Mexico City’s Galería Hilaria Galguera, which represented him, confirmed the news on Instagram. Artforum reported that Brown and his wife, Alexandra Condon, were killed when their car, en route to Valladolid, veered off a road in Yucatan.
Brown had been featured in a retrospective at Fundacion de Artistas as recently as 2015. At the time, he had moved on to Oaxaca and Paris. His work was compared to that of Jean-Michel Basquiat and East Village painting of the 1980s, but with influences from primitive art and classical Western modernism.
The pair ran the Oaxaca-based publishing house Carpe Diem Books, which produces limited-edition books and prints. Producing just 20-25 copies each, the artist’s books and prints reflect the traditional typography techniques using locally produced metal and wood typefaces.
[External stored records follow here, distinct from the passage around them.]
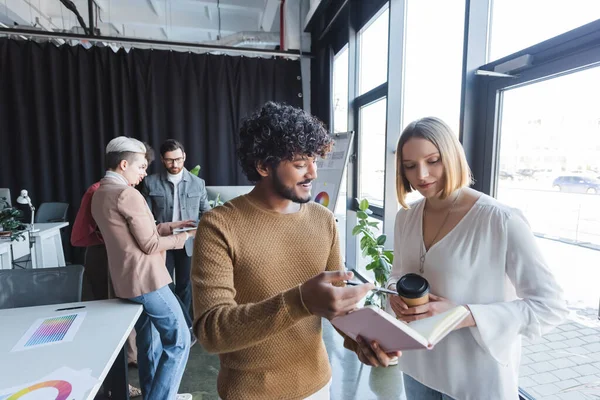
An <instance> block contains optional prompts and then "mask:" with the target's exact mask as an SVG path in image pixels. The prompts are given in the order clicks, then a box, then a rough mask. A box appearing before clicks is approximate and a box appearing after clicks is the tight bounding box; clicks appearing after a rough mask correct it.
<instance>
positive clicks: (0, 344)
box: [0, 299, 142, 400]
mask: <svg viewBox="0 0 600 400" xmlns="http://www.w3.org/2000/svg"><path fill="white" fill-rule="evenodd" d="M80 305H83V306H85V308H83V309H77V310H66V311H55V310H56V309H59V308H66V307H74V306H80ZM81 311H85V312H86V316H85V318H84V319H83V322H82V324H81V326H80V328H79V330H78V331H77V333H76V334H75V337H74V338H73V341H71V342H62V343H58V344H53V345H48V346H43V347H36V348H31V349H28V350H23V351H17V352H11V350H12V349H13V347H14V346H15V344H16V343H18V342H19V340H20V339H21V337H22V336H23V335H24V334H25V332H27V330H28V329H29V328H30V327H31V325H32V324H33V323H34V322H35V321H36V320H37V319H38V318H46V317H52V316H60V315H69V314H72V313H75V312H81ZM141 312H142V306H141V305H139V304H134V303H130V302H126V301H123V300H118V299H113V300H101V301H88V302H81V303H67V304H54V305H50V306H40V307H23V308H13V309H9V310H0V326H2V329H0V393H1V392H2V390H3V389H7V388H11V387H15V386H20V385H26V384H29V383H31V382H32V381H36V380H39V379H42V378H44V377H46V376H47V375H49V374H51V373H53V372H54V371H56V370H58V369H60V368H61V367H68V368H70V369H72V370H76V371H82V370H85V369H89V370H90V375H91V376H92V377H94V378H97V379H98V381H97V383H96V384H95V385H94V386H93V387H92V389H90V390H89V391H88V392H87V393H86V395H85V397H83V398H84V399H93V398H94V396H95V395H96V393H97V392H98V390H99V388H100V386H101V384H102V381H103V380H104V379H105V378H106V376H107V374H108V372H109V370H110V369H111V367H112V366H113V363H114V364H115V367H119V368H120V367H122V375H121V376H119V377H118V378H120V379H119V386H118V387H117V389H115V392H113V397H112V398H113V399H114V400H117V399H128V398H129V392H128V384H127V375H126V374H127V357H126V354H125V352H124V350H123V346H124V344H125V341H126V339H127V337H128V336H129V333H130V332H131V330H132V329H133V327H134V325H135V323H136V321H137V319H138V317H139V316H140V314H141ZM115 360H116V362H115ZM113 372H114V370H113ZM113 377H114V378H115V377H116V376H115V375H113ZM0 397H1V396H0Z"/></svg>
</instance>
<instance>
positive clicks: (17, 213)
mask: <svg viewBox="0 0 600 400" xmlns="http://www.w3.org/2000/svg"><path fill="white" fill-rule="evenodd" d="M22 214H23V213H22V212H21V211H20V210H17V209H16V208H13V207H10V206H9V205H8V201H7V200H6V198H5V197H0V237H10V239H11V240H25V236H24V235H23V229H24V227H23V224H22V223H21V221H19V220H18V218H20V217H21V216H22Z"/></svg>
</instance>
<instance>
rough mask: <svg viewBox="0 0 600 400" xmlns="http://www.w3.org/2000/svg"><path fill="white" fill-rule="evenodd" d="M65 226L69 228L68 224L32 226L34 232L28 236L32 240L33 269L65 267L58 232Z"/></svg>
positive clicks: (67, 222) (48, 224) (45, 224)
mask: <svg viewBox="0 0 600 400" xmlns="http://www.w3.org/2000/svg"><path fill="white" fill-rule="evenodd" d="M66 226H69V223H68V222H47V223H37V224H34V229H35V230H36V232H30V236H31V237H32V238H33V240H34V244H33V252H32V254H31V256H32V265H33V268H49V267H64V266H65V265H66V263H65V253H64V250H63V247H62V239H61V237H60V230H61V229H62V228H64V227H66Z"/></svg>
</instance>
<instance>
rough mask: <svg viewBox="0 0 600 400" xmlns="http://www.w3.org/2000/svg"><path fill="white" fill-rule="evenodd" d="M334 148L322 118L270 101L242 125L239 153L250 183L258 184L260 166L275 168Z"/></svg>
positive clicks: (289, 106)
mask: <svg viewBox="0 0 600 400" xmlns="http://www.w3.org/2000/svg"><path fill="white" fill-rule="evenodd" d="M332 147H333V139H332V138H331V136H330V135H329V133H328V132H327V129H325V125H324V124H323V122H321V121H320V120H319V119H317V118H316V117H314V116H312V115H310V114H309V113H307V112H305V111H304V110H302V109H300V108H295V107H292V106H289V105H287V104H282V103H275V102H272V101H269V102H267V103H266V104H265V105H264V106H263V107H262V108H261V109H260V110H259V111H257V112H255V113H254V114H252V116H250V117H249V118H247V119H245V120H244V121H243V122H242V127H241V128H240V144H239V147H238V151H237V153H238V157H239V160H240V164H241V166H242V169H243V170H244V173H245V174H246V176H247V177H248V180H250V181H251V182H258V181H260V179H261V176H260V174H259V173H258V171H257V170H256V167H257V164H258V163H262V164H265V165H269V166H271V167H272V168H276V167H277V165H279V163H280V162H281V161H283V160H288V161H292V160H293V159H294V156H296V155H299V154H303V155H306V156H309V157H313V156H317V155H318V156H321V157H325V155H327V153H329V152H330V151H331V148H332Z"/></svg>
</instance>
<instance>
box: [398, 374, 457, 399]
mask: <svg viewBox="0 0 600 400" xmlns="http://www.w3.org/2000/svg"><path fill="white" fill-rule="evenodd" d="M402 376H403V378H404V391H405V392H406V398H407V399H408V400H453V399H452V397H450V396H448V395H447V394H443V393H440V392H438V391H437V390H433V389H431V388H429V387H428V386H425V385H423V384H422V383H420V382H418V381H416V380H414V379H413V378H411V377H410V376H408V375H406V374H402Z"/></svg>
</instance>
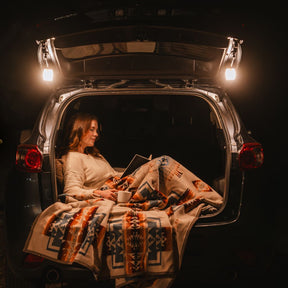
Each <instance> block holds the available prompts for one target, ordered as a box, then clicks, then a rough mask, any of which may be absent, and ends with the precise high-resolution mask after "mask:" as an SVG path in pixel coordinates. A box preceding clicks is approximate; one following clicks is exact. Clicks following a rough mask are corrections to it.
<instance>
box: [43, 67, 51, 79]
mask: <svg viewBox="0 0 288 288" xmlns="http://www.w3.org/2000/svg"><path fill="white" fill-rule="evenodd" d="M42 76H43V80H44V81H49V82H51V81H53V69H48V68H45V69H44V70H43V74H42Z"/></svg>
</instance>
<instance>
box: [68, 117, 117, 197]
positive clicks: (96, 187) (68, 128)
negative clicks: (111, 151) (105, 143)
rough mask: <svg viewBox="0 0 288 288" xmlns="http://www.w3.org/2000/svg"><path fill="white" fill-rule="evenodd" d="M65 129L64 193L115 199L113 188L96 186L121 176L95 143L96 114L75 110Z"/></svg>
mask: <svg viewBox="0 0 288 288" xmlns="http://www.w3.org/2000/svg"><path fill="white" fill-rule="evenodd" d="M67 132H68V137H67V139H68V143H67V145H66V146H65V148H64V150H65V151H64V154H66V155H65V157H66V165H65V170H64V193H65V194H67V195H69V196H72V197H73V198H76V199H78V200H82V199H87V198H95V197H102V198H106V199H109V200H112V201H116V199H117V194H116V193H115V192H116V191H117V190H116V189H106V190H100V189H99V188H100V187H101V186H102V185H103V184H104V183H105V181H106V180H107V179H109V178H111V177H114V176H120V175H119V173H118V172H116V171H115V170H114V169H113V168H112V167H111V165H110V164H109V163H108V162H107V161H106V159H105V158H104V157H103V156H102V155H101V154H100V152H99V150H98V149H97V148H96V147H95V146H94V144H95V141H96V140H97V139H98V137H99V123H98V119H97V117H96V116H94V115H91V114H88V113H77V114H75V115H74V116H73V117H72V118H71V121H70V123H69V126H68V131H67Z"/></svg>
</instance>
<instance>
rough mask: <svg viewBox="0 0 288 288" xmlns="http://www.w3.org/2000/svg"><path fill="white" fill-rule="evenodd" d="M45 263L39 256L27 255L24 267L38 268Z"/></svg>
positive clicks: (31, 254) (41, 257)
mask: <svg viewBox="0 0 288 288" xmlns="http://www.w3.org/2000/svg"><path fill="white" fill-rule="evenodd" d="M43 261H44V258H43V257H41V256H38V255H33V254H27V255H26V256H25V258H24V265H25V266H29V267H36V266H38V265H40V264H41V263H42V262H43Z"/></svg>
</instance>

Brown was born in 1951 in Los Angeles, where he attended high school and college, before attending the École des Beaux-Arts in Paris. After graduation, he joined the East Village’s interdisciplinary art scene. In 1983, Brown featured in the group exhibition at Tony Shafrazi Gallery alongside Basquiat, Donald Baechler, Kenny Scarf, Keith Haring, Futura 2000 and other figures from the city’s art world at the time. While in New York, he eventually delved into sculpture, experimental printmaking and ceramics.
In the following decade, Brown and his wife began working between Merida — where he and his family moved in 2004 — and in New York and Paris, although he was most recently based in Oaxaca.
His works are held in the collections of museums that include the Centre Pompidou in Paris, the Museum of Modern Art in New York, and the Museo Tamayo in Mexico City.